Strictly speaking, this is not quite natural deduction, in that two symbols are used: $\in$ as well as $\cap$. The presence of $\in$ here is both unavoidable and tolerable. You will find many examples of such derived natural deduction rules in the Isabelle theories, though there is no rigorous policy demanding this. Unlike many other systems (such as PVS and Nuprl), Isabelle offers no tactic that attempts to prove theorems by expanding all definitions. Such a proof strategy is neither natural nor practical.

Natural deduction in Martin-Löf type theory

Martin-Löf type theory is notable for many things, but few mention that it is a perfect exemplar of natural deduction. The various type symbols are defined in a purely modular way: if you took a dislike to $\Pi$ say, you could simply omit all of the $\Pi$ rules and the rest of the formalism would work. Thanks to the propositions-as-types principle, the introduction and elimination rules for $(\Sigma x\in A)\,B(x)$ correspond to those for the existential quantifier (and conjunction, too!) in classical predicate logic. Analogous correspondences hold for the types $(\Pi x\in A)\,B(x)$ and $A+B$.

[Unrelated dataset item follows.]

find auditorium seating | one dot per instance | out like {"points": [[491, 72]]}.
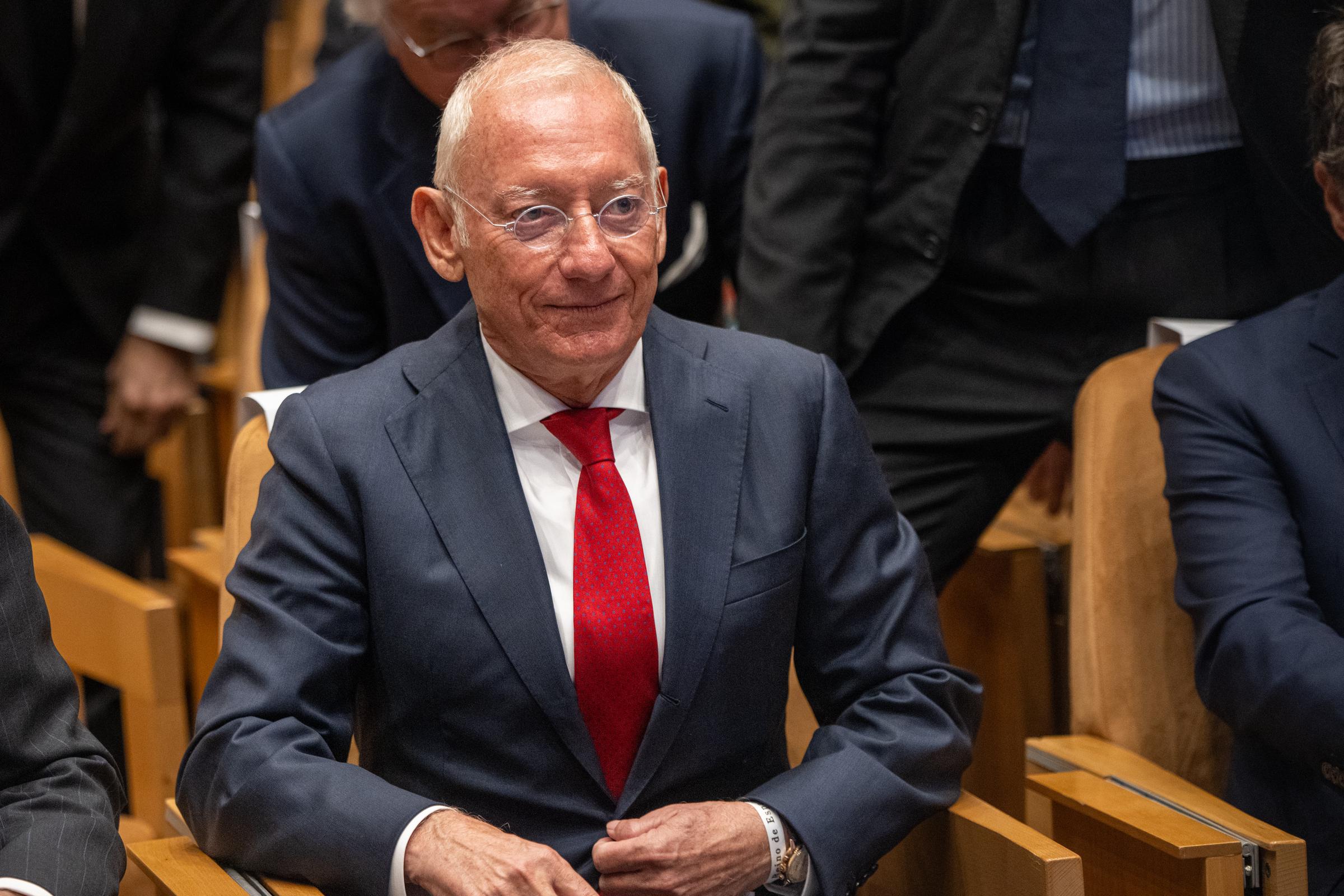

Here is one of the natural deduction rules for the type $\textrm{N}$ (the natural numbers):

\[\begin{align*} \frac{\displaystyle {\; \atop c\in \textrm{N}\quad d \in A(0)}\quad {[x\in \textrm{N},\; y\in A(x)] \atop e(x,y)\in A(\textrm{succ}(x))}} {\textrm{rec}(c,d,e) \in A(c)} \end{align*}\]

I hope it looks familiar. It is the typing rule for rec, which performs primitive recursion, but by propositions-as-types it is also mathematical induction. And suddenly it is obvious that induction rules are simply the natural deduction elimination rules for inductively defined types. Or sets. Yet there are textbooks that insist that the conclusion of an induction rule should be universally quantified, and (absurdly) that induction rules should be regarded as $\forall$-introduction rules! Such attitudes are reflected in those proof assistants, such as the HOL family, that require induction formulas to be universally quantified.

Stanford

A curious point: after completing my undergraduate degree at Caltech, I did a PhD at Stanford. What did I do in my four and a bit years at Stanford?

People at the Stanford AI Lab had a bizarre obsession with first-order logic, which I, familiar with AUTOMATH, recognised as trivial. They in turn would have scorned AUTOMATH’s cryptic syntax. Much of the work I did at Stanford was genuinely lousy.

I must have learned something during the course of my PhD at Stanford, but little of it seems to have ended up in Isabelle.